Weihnachtsgrüsse per MMS
Aktualisiert

Weihnachtsgrüsse per MMS

Multimedia-Handys sind der Renner in diesem Weihnachtsgeschäft. Die Weihnacht- und Neujahrsgrüsse per MMS werden stark zunehmen, trotzdem werden keine Engpässe auf den Mobilfunknetzen erwartet.

Multimedia-Handys sind der Renner in diesem Weihnachtsgeschäft. Grund: Immer mehr Kunden steigen auf ein Handy der neuen Generation mit MMS-Funktion um. Für Weihnachten und Neujahr erwarten die Mobilfunkanbieter trotzdem keine Engpässe auf ihren Netzen.

«Im Jahresverlauf ist eindeutig ein kleiner Handy-Boom feststellbar», sagte Ruedi Baer, Chef des grössten Schweizer Handy- Verkäufers Mobilezone, auf Anfrage. Seit Monaten seien die Umsätze mit Handys am Steigen.

Ein Blick in die internationale Statistik gibt Baer recht. Im dritten Quartal 2003 stieg die Zahl der verkauften Mobiltelefone laut einer Gartner-Studie um 22 Prozent auf 132,8 Millionen. Im Gesamtjahr sollen 492 Millionen Handys verkauft werden, gegenüber 429 Millionen im Vorjahr.

Schweizer rüsten auf

Im Gegensatz zur internationalen Entwicklung gründet das Wachstum in der Schweiz nicht auf höheren Stückzahlen. Handy- Besitzer steigen bloss auf modernere und vergleichsweise teurere Geräte um, was höhere Umsätze bringt. «Die Bevölkerung in der Schweiz rüstet auf», erklärt Baer das Phänomen.

Die Stückzahlen dürften bei Mobilezone, die nach eigenen Angaben rund 30 Prozent Marktanteil in der Schweiz hält, gegenüber dem Vorjahr nur um etwa 10 Prozent steigen. Das Umsatzwachstum soll laut Baer aber höher ausfallen.

«Zurzeit verkaufen wir fast nur noch MMS-fähige Handys», sagte Baer weiter. Grund dafür seien unter anderem die neuen Angebote im Bereich Multimedia, wie etwa die Portale «Vodafone live!» von Swisscom und «Sunrise live» der direkten Konkurrentin.

Keine Angst vor Engpässen

Im ersten Quartal 2003 lag der Anteil der MMS-fähigen Handy am Gesamtverkauf bei Mobilezone noch unter 50 Prozent. Heute erreicht der Anteil bereits 90 Prozent. 50 Prozent aller verkauften Handys verfügten ausserdem über eine Kamera.

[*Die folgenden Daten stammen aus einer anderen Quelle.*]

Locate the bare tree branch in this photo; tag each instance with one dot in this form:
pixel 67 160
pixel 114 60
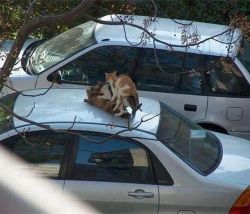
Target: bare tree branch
pixel 40 21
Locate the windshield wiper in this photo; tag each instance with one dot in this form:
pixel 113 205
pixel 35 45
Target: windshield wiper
pixel 25 61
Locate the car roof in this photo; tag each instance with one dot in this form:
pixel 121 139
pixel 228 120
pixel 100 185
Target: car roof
pixel 170 31
pixel 68 105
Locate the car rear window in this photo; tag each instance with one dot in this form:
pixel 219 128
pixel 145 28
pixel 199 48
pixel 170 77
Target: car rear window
pixel 6 119
pixel 197 147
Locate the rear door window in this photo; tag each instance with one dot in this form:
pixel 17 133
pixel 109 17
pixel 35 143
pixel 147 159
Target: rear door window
pixel 168 71
pixel 224 78
pixel 44 152
pixel 114 160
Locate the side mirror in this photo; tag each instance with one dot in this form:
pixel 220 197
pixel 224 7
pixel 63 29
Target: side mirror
pixel 55 77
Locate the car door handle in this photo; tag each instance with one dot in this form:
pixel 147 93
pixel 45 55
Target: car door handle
pixel 140 194
pixel 188 107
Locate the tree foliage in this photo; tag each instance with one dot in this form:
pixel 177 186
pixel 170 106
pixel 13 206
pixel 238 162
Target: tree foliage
pixel 12 12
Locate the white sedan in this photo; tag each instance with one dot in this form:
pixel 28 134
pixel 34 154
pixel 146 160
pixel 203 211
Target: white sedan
pixel 162 163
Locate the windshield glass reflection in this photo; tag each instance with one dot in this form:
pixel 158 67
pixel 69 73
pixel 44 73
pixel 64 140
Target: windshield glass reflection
pixel 62 46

Der steigende Anteil an Multimedia-Handys lässt für die kommenden Festtage nach dem SMS-Boom in den Vorjahren erstmals eine «MMS-Flut» erwarten. Angst vor Engpässen auf den Netzen, unter anderem wegen der höheren Datenmenge der MMS, haben die drei Mobilfunkanbieter Orange, Sunrise und Swisscom aber keine.

Dazu stellvertretend der Swisscom-Sprecher Sepp Huber: «Wir sind vorbereitet.» Ausserdem sei das Volumen bei den MMS noch keineswegs mit den täglich verschickten SMS zu vergleichen. Bei der Swisscom werden zurzeit täglich im Schnitt 5 Millionen SMS verschickt. Bei den MMS sind es täglich nur rund 30 000.

Neue Rekorde erwartet

Bei der Konkurrentin Orange sind es nach Angaben der Sprecherin, Therese Wenger, rund 16 000 MMS pro Tag. Für Heiligabend und den Weihnachtstag sowie für die Jahreswende gehe man bei Orange von einer Steigerung um etwa 30 Prozent aus.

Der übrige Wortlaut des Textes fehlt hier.